Market milestones falling like dominoes, with 51 records broken so far this year

Oct 19, 2017 @ 1:42 pm

By John Waggoner

Not so long ago, phones would light up in an adviser's office when the Dow Jones Industrial Average broke through a 1,000-point barrier as customers clamored to invest. Today?

"Crickets chirping," said Steve Janachowski, CEO of Brouwer & Janachowski. "People seem complacent, and if anything, wondering if the market's overvalued and ready for a fall."

Of course, a 1,000-point gain in the Dow isn't what it used to be. It took the blue-chip index 76 years to break 1,000 points in 1972. It didn't break 2,000 until 1987, according to Howard Silverblatt, senior index analyst at S&P Dow Jones Indices.

Milestone fatigue could be setting in.

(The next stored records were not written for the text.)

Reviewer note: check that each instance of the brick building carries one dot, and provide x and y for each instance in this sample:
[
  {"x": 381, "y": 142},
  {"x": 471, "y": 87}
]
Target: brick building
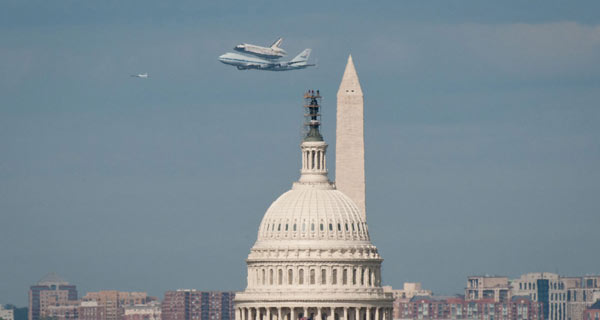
[
  {"x": 593, "y": 312},
  {"x": 149, "y": 311},
  {"x": 189, "y": 304},
  {"x": 51, "y": 291},
  {"x": 112, "y": 302},
  {"x": 456, "y": 308}
]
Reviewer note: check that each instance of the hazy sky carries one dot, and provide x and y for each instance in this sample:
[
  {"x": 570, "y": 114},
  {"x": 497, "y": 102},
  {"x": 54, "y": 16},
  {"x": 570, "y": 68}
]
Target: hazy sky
[{"x": 482, "y": 137}]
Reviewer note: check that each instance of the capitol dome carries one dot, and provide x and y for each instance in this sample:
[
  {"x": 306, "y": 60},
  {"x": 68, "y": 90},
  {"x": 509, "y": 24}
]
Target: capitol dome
[
  {"x": 308, "y": 213},
  {"x": 313, "y": 258}
]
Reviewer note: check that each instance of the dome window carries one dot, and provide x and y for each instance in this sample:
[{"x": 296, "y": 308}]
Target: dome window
[
  {"x": 280, "y": 277},
  {"x": 345, "y": 275},
  {"x": 334, "y": 276}
]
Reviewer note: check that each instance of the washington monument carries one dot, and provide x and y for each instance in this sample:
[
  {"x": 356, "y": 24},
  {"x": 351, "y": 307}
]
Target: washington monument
[{"x": 350, "y": 138}]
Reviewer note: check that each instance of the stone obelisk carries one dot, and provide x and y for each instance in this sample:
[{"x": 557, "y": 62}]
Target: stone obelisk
[{"x": 350, "y": 138}]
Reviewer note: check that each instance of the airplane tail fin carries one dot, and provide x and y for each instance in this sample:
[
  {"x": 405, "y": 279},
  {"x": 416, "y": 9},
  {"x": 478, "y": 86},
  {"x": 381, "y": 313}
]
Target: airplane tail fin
[
  {"x": 277, "y": 43},
  {"x": 302, "y": 57}
]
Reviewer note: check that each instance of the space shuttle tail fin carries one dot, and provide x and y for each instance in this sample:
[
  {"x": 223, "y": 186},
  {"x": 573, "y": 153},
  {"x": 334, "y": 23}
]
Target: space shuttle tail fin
[
  {"x": 277, "y": 43},
  {"x": 302, "y": 57}
]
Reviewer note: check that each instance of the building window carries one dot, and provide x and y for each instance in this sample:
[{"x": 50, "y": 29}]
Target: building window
[
  {"x": 280, "y": 277},
  {"x": 334, "y": 276}
]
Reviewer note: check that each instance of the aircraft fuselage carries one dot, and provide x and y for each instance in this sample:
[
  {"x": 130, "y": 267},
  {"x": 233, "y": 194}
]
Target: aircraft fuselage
[{"x": 262, "y": 52}]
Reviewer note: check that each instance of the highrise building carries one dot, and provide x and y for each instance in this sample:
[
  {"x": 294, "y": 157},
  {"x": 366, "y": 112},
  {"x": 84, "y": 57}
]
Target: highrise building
[
  {"x": 189, "y": 304},
  {"x": 593, "y": 312},
  {"x": 313, "y": 257},
  {"x": 113, "y": 301},
  {"x": 91, "y": 310},
  {"x": 409, "y": 290},
  {"x": 148, "y": 311},
  {"x": 561, "y": 298},
  {"x": 6, "y": 314},
  {"x": 457, "y": 308},
  {"x": 349, "y": 143},
  {"x": 487, "y": 287},
  {"x": 53, "y": 291}
]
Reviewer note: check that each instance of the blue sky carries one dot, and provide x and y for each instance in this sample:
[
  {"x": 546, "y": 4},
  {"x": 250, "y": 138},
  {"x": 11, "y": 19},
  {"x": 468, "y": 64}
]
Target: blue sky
[{"x": 482, "y": 136}]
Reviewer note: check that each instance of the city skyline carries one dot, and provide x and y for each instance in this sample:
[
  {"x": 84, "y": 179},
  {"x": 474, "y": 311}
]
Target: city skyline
[{"x": 480, "y": 120}]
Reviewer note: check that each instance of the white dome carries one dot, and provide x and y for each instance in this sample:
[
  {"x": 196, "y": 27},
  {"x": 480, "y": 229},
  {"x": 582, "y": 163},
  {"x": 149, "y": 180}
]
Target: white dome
[{"x": 309, "y": 213}]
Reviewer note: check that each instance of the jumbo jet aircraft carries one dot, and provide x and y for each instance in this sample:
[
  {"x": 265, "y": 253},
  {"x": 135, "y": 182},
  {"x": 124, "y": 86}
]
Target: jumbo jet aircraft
[
  {"x": 141, "y": 75},
  {"x": 244, "y": 62},
  {"x": 272, "y": 53}
]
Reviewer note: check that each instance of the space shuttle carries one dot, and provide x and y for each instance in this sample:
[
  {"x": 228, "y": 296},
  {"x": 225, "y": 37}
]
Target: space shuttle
[{"x": 272, "y": 53}]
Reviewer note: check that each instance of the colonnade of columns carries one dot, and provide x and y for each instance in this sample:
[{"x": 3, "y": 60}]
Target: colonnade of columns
[
  {"x": 314, "y": 313},
  {"x": 349, "y": 275},
  {"x": 314, "y": 159}
]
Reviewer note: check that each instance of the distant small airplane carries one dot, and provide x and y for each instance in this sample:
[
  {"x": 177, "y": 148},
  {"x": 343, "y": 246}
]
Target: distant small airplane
[
  {"x": 140, "y": 75},
  {"x": 244, "y": 62},
  {"x": 272, "y": 53}
]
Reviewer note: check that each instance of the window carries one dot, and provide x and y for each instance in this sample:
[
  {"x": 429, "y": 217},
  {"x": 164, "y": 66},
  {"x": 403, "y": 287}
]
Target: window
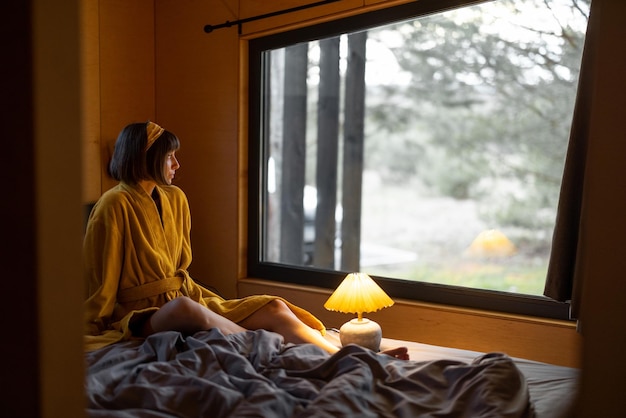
[{"x": 424, "y": 147}]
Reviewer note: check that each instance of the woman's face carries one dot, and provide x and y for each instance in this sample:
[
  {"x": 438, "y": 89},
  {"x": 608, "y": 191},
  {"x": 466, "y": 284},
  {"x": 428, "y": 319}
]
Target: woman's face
[{"x": 171, "y": 165}]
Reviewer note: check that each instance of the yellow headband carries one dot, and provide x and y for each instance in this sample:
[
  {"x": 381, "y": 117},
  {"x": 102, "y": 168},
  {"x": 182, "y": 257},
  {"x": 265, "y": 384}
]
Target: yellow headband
[{"x": 154, "y": 131}]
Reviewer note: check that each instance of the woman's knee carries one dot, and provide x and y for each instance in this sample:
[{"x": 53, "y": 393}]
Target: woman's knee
[
  {"x": 277, "y": 307},
  {"x": 182, "y": 314}
]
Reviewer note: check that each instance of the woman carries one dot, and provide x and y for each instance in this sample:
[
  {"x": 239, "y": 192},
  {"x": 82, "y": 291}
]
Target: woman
[{"x": 137, "y": 251}]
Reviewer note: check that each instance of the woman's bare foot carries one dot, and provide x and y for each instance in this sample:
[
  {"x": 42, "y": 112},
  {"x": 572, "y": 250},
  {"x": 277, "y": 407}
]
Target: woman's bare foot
[{"x": 401, "y": 353}]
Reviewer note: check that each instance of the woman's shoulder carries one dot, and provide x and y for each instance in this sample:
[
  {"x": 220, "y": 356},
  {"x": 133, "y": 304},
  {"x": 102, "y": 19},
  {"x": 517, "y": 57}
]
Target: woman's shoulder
[{"x": 173, "y": 192}]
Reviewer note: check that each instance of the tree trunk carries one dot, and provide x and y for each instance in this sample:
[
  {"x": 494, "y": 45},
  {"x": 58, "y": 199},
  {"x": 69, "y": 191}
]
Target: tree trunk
[
  {"x": 327, "y": 141},
  {"x": 294, "y": 155},
  {"x": 353, "y": 153}
]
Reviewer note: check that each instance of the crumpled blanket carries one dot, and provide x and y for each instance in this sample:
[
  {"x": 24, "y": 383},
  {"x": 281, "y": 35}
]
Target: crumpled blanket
[{"x": 253, "y": 374}]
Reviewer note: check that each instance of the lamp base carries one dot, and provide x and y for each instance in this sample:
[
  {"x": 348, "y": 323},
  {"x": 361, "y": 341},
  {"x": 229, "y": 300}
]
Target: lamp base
[{"x": 365, "y": 333}]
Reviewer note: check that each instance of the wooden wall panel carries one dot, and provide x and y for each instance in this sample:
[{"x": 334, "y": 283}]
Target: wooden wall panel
[{"x": 126, "y": 65}]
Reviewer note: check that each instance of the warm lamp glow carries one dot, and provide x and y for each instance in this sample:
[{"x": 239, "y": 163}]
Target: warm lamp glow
[
  {"x": 491, "y": 243},
  {"x": 358, "y": 293}
]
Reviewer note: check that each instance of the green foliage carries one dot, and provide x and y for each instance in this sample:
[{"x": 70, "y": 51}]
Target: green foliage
[{"x": 485, "y": 111}]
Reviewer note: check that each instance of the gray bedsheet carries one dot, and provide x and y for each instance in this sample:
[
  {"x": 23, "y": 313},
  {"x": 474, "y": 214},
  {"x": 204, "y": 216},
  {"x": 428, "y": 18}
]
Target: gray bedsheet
[{"x": 253, "y": 374}]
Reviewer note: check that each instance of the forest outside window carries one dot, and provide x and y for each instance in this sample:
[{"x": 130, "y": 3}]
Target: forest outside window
[{"x": 425, "y": 151}]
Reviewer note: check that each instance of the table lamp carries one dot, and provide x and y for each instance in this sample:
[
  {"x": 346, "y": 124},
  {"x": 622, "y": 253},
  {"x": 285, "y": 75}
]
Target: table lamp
[{"x": 359, "y": 294}]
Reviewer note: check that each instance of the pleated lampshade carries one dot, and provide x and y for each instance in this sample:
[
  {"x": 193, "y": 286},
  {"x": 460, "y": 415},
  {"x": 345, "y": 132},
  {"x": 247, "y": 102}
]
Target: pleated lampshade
[{"x": 358, "y": 293}]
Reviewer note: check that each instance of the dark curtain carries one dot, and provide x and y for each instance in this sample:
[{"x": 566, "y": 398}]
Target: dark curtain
[{"x": 565, "y": 270}]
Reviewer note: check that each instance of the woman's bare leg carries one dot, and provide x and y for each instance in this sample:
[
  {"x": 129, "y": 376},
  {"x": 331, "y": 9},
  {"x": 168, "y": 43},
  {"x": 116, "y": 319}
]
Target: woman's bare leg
[
  {"x": 277, "y": 317},
  {"x": 185, "y": 315}
]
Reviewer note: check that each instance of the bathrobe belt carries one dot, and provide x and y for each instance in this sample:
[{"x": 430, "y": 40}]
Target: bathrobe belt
[{"x": 151, "y": 289}]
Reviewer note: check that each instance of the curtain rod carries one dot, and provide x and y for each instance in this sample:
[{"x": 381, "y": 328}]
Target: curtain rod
[{"x": 239, "y": 22}]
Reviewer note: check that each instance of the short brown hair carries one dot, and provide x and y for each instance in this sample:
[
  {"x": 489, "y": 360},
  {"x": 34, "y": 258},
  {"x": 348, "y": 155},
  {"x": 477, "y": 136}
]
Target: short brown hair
[{"x": 131, "y": 162}]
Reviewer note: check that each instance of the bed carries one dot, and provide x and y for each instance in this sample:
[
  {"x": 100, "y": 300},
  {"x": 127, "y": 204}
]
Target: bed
[{"x": 253, "y": 374}]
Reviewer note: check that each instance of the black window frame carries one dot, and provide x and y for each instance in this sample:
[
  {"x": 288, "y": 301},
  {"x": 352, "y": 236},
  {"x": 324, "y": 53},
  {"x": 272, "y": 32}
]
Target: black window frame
[{"x": 504, "y": 302}]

The Dow blasted through 23,000 Wednesday with a 160.16-point gain, closing at 23,157.60. It broke through 22,000 in August, 21,000 in March and 20,000 in January. The Dow has set 51 new record highs this year.

Each 1,000-point gain is, of course, a smaller percentage gain from the previous one. When the Dow crossed 15,000 in May 2013, it had gained 7.54% from its first close above 14,000 in 2007.


And the stock market has come a long way from its bear-market low of 6,547.05. "People have already missed out, and, by and large, they know it," said David Haraway, principal at Substantial Financial, Inc.

(More: Searing lessons from the crash of 1987)

"We really haven't had folks clamoring to get in," said Mark Bass, financial planner with Pennington, Bass & Associates. "If anything, our folks are more interested in adding to asset classes that are negatively correlated or non-correlated with stocks, such as bonds, managed futures, maybe real estate."

Mutual fund flows seem to prove investors' wariness. Investors have yanked an estimated $50 billion from domestic stock funds and ETFs this year, according to the Investment Company Institute, the funds' trade group. Bond funds and ETFs have welcomed $320.7 billion in net new cash during the same period.


"The mutual fund equity outflows seem to confirm that there's more fear or risk-aversion than greed," Mr. Janachowski said. "I don't think investors in general buy into this up market. There is a general sense — maybe mostly because of the discord in Washington — that the upturn has been artificially market-driven and not based on fundamentals."

Not everyone is watching paint dry instead of the market.

"We have been getting a lot of new inquiries in the past couple of months and I think it is due to the strong performance in the market," said Alexander Rupert, associate portfolio manager at Laurel Advisors. "Either people are hearing the news about how strong the markets have been or people are looking at their statements, seeing more gains than they are used to and wondering if they are being smart when it comes to their finances."